This chapter address the challenges of utilizing collaboration to address one of the most challenging issues facing society today – climate change adaptation. Drawing on an analysis of Dutch efforts to manage their Delta Program, the authors found that consensus efforts were able to overcome deep uncertainties and value controversies. However, they also found significant challenges, including the need to develop more powerful political leadership, trade-offs between scientific depth and negotiated knowledge and trade-offs between consensus and decisiveness. They conclude that the approach in the Dutch Delta Program has been successful in introducing new ways of working, but cannot determine whether this has been sufficient to adjust standard routines in the water domain.
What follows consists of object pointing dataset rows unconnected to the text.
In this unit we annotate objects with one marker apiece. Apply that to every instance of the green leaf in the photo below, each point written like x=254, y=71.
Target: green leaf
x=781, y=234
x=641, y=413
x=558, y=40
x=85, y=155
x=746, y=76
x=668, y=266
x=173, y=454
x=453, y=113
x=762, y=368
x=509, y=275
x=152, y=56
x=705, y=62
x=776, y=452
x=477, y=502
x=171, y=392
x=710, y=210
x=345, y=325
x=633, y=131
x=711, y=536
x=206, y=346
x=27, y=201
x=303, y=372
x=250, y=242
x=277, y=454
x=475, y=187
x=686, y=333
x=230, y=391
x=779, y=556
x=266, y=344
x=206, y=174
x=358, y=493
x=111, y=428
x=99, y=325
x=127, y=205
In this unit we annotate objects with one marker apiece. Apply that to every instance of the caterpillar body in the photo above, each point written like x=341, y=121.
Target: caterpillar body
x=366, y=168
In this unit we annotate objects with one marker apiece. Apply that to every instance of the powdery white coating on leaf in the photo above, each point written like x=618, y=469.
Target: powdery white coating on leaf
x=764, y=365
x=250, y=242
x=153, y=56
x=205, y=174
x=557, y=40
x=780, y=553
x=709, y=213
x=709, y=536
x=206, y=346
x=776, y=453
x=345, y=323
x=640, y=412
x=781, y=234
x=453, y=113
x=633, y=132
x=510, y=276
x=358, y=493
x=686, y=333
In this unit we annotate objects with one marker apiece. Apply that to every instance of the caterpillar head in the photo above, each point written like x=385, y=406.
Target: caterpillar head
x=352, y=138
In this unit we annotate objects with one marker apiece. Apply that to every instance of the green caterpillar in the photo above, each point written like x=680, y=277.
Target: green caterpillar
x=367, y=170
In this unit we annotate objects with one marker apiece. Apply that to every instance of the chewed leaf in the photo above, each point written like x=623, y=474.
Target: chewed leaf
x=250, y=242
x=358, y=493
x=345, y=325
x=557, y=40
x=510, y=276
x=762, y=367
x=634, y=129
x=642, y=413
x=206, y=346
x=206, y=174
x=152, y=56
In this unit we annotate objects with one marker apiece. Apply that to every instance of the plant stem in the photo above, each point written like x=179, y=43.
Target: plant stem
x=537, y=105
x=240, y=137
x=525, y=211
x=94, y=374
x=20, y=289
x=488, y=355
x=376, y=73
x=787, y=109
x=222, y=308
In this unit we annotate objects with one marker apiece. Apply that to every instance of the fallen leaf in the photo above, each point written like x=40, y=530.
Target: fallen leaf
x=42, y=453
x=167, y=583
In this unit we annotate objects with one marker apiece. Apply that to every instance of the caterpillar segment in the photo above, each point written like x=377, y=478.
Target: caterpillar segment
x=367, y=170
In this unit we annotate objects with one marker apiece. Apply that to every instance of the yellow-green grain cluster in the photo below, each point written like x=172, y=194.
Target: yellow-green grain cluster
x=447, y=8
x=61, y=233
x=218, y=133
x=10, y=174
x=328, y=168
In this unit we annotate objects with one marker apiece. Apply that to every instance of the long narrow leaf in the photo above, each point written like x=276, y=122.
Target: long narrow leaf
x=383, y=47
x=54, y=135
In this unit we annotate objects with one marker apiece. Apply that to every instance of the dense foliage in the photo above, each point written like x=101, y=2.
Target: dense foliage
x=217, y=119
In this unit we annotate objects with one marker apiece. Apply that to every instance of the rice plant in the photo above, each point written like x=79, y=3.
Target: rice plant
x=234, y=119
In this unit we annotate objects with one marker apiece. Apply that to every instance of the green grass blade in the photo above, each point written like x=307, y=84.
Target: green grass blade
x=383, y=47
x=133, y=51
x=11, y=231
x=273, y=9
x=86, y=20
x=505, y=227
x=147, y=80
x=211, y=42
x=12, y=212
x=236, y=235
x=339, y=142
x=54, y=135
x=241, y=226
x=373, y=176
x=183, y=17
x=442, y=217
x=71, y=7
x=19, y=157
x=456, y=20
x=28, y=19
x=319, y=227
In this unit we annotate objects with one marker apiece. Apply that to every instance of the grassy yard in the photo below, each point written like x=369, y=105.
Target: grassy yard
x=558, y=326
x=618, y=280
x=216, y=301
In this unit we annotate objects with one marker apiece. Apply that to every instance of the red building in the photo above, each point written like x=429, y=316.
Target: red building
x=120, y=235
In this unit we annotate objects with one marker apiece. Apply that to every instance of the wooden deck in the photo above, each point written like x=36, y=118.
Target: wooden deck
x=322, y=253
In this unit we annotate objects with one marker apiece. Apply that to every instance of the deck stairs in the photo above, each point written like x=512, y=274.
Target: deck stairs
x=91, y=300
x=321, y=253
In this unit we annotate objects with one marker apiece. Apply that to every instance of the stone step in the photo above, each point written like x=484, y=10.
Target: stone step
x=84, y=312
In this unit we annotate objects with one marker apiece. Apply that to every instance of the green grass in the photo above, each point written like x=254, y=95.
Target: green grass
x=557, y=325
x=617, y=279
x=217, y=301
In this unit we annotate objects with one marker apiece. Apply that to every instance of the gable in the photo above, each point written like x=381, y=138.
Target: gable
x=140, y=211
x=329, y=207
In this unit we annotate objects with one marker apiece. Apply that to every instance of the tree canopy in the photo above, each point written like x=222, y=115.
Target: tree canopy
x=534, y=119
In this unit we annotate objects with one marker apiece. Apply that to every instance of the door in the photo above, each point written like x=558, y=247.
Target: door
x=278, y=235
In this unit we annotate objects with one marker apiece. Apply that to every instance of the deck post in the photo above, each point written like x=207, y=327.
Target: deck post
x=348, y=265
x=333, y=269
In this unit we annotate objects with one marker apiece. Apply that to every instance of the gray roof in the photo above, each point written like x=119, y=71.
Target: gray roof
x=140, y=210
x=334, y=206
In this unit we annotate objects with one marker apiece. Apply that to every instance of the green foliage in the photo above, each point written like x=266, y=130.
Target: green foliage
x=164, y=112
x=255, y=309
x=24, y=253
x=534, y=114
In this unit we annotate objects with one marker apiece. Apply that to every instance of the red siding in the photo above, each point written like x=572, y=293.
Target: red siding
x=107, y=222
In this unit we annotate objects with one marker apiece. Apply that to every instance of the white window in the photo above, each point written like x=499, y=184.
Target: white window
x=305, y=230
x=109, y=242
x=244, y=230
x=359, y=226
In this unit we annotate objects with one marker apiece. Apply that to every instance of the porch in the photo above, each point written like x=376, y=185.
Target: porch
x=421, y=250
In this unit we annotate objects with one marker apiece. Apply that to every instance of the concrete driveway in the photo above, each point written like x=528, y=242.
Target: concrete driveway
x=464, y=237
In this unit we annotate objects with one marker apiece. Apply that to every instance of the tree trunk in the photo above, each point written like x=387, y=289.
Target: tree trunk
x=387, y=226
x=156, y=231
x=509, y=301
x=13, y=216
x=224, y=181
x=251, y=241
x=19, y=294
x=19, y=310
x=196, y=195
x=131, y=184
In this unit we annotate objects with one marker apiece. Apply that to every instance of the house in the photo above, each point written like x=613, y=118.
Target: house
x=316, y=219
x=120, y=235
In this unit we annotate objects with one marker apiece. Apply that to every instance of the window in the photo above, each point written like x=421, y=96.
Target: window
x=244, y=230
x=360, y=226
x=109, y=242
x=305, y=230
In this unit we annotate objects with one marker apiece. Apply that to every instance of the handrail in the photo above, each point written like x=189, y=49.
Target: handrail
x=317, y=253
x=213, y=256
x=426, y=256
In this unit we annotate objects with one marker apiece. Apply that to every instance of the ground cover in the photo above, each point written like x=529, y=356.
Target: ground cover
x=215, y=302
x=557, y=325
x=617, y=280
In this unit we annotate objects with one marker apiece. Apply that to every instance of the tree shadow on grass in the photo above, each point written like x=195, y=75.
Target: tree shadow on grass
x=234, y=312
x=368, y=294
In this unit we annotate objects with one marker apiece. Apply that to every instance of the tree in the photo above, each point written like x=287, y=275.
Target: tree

Arwin van Buuren and Jitske van Popering-Verkerk
Arwin van Buuren, Mike Duijn, Gerald Jan Ellen and Bouke Ottow
Chapter 19 by Van Buuren, Duijn, Ellen and Ottow deals with knowledge co-production in interactive governance settings. The authors focus on the extent to which actors can achieve ‘negotiated knowledge’, knowledge that is generated, shared and accepted by various actors in the interactive governance arena. However, Van Buuren et al. claim that knowledge co-production is anything but easy. It is hindered by the presence of deep cleavages between the domain of experts, policy-makers and stakeholders/citizens, who use different ways of knowing and different criteria to assess the relevance of knowledge. In their chapter Van Buuren et al. explore and reflect on the limits and limitations of knowledge co-production. They build on three cases from the Dutch water and soil management and climate adaptation policies. A key limitation is that negotiated knowledge from interactive arenas is often not carefully interlinked with formal decision-making procedures, and therefore hampers impact. Van Buuren et al. conclude their chapter by reflecting upon the question of how policy-makers and managers can deal with such limitations of knowledge co-production.